Esses financistas viram o sistema inchar, nos anos 90, mas não chegaram a testemunhar a consolidação das instituições que recentemente aconteceu. O único a presenciar tal fenômeno foi o “seu José”, como Safra era conhecido pelos funcionários de sua instituição, fundada pelo pai, Jacob.

O que faz dele alguém diferente dos demais sucessores? Geralmente um herdeiro bem sucedido quebra paradigmas jamais imaginados por seus antepassados e consegue multiplicar sua fortuna pela inovação e adaptação aos novos tempos. Joseph Safra, no entanto, se manteve conectado à tradição de sua família e não patrocinou grandes rupturas dentro de seus negócios. Pelo contrário: herdou o conservadorismo ensinado pelo pai e manteve-se fiel a essa escola até o final.

Esses banqueiros à moda antiga tinham um sangue frio ímpar, que os fez conduzir suas entidades mesmo sob uma inflação de 80 % ao mês. A partir do Plano Real, em 1994, o dragão inflacionário foi domado. Muitos vaticinaram o fim dos bancos por conta de sua dependência da chamada ciranda financeira. Mas essas instituições continuaram de pé, até porque surfaram uma onda de juros bastante altos. Recentemente no ano passado, porém, as taxas começaram a cair e muita gente apostou, mais uma vez, no fechamento dessas entidades bancárias.

Joseph Safra e seus colegas de armas viveram muitas dessas fases. Neste processo, desafios – como o do Plano Collor, que deixou pessoas físicas e jurídicas com pouquíssimo dinheiro nas contas bancárias – foram vencidos e depois superados.

Safra sempre foi um filantropo sensível às causas da comunidade judaica, à qual pertencia, e tinha predileção especial pela culinária francesa. Ao contrário de muitos colegas do ramo financeiro, gostava de uma mesa impecavelmente limpa e era organizado o suficiente para mantê-la quase que imaculada até o final do expediente. Não gostava de computadores e acreditava que seu principal instrumento de trabalho era o telefone, no qual articulava negócios em diversas línguas (era fluente em português, inglês, francês, espanhol, italiano, árabe e hebraico).

A geração de Safra foi marcada por rivalidades entre bancos, executivos de uma mesma instituição e até membros de uma só família. Contudo, apesar de suas diferenças com Edmond, o irmão mais velho, tinha verdadeira adoração por ele. “Ele é mais que um irmão, é quase um pai para mim”, disse aos amigos quando soube da morte de Edmond, em 1999 (teve outro irmão, Moise, falecido em 2014).
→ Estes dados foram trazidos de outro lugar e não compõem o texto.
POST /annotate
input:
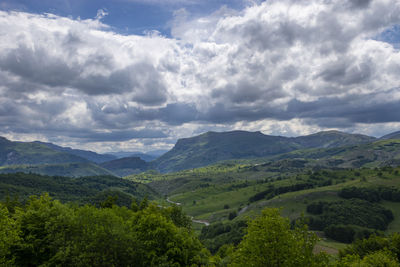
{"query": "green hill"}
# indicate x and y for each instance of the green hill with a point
(330, 139)
(63, 169)
(394, 135)
(212, 147)
(125, 166)
(15, 153)
(89, 155)
(82, 190)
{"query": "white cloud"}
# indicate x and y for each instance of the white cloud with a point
(296, 66)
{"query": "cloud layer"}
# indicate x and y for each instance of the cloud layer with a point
(296, 66)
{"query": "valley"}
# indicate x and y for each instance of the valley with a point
(305, 178)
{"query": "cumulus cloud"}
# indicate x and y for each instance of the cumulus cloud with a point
(305, 64)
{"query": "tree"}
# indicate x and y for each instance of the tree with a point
(270, 241)
(9, 236)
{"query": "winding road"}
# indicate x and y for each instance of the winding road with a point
(206, 223)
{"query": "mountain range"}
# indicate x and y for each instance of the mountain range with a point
(193, 152)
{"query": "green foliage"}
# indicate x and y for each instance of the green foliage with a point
(372, 194)
(92, 189)
(349, 212)
(270, 241)
(364, 247)
(49, 233)
(9, 236)
(219, 234)
(382, 258)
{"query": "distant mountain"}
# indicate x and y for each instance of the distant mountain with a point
(394, 135)
(63, 169)
(212, 147)
(148, 156)
(125, 166)
(375, 154)
(329, 139)
(15, 153)
(92, 189)
(89, 155)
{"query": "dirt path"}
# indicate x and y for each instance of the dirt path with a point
(206, 223)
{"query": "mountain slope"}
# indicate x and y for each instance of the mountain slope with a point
(62, 169)
(329, 139)
(212, 147)
(14, 153)
(394, 135)
(83, 190)
(89, 155)
(125, 166)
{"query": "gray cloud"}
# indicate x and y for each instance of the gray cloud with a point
(276, 62)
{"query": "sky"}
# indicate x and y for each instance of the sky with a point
(136, 75)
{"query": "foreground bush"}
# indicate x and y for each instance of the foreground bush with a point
(50, 233)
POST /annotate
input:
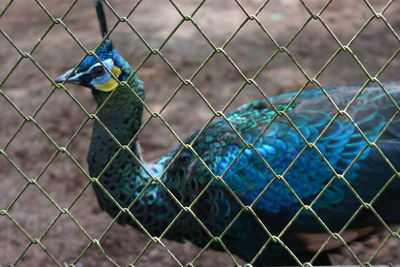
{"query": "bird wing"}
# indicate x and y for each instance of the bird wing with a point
(281, 172)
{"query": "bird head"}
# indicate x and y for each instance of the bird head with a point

Com Joseph Safra se vai um tipo de diferente de banqueiro. Não gostava de sócios e evitava aquisições. Preferia crescer sempre na base do “devagar e sempre” e era obcecado por reduzir os riscos de suas operações. A discrição era algo que estava em seu DNA como a riqueza – a fortuna da família data de mais de 150 anos atrás. Por conta disso, construiu sua casa em meio a um terreno gigantesco no Morumbi. Só que a residência, por ter 11 000 metros quadrados construídos, atraiu holofotes. Depois que a imprensa começou a noticiar o tamanho de sua mansão, “seu José” confidenciou aos mais próximos que estava arrependido de ter erguido um local tão grande.

Seus herdeiros vão dividir uma fortuna superior a R$ 100 bilhões. É dinheiro suficiente para manter a família rica por mais 150 anos – e gastando bastante. Mas o que se espera desta nova geração é a continuidade do que pregava Joseph, que gostava de citar três lições ensinadas pelo pai: “Construa o seu negócio como um navio: sólido para enfrentar tempestades; mantenha alta liquidez; e nunca seja o maior. Os raios atingem primeiro as árvores mais altas da floresta”.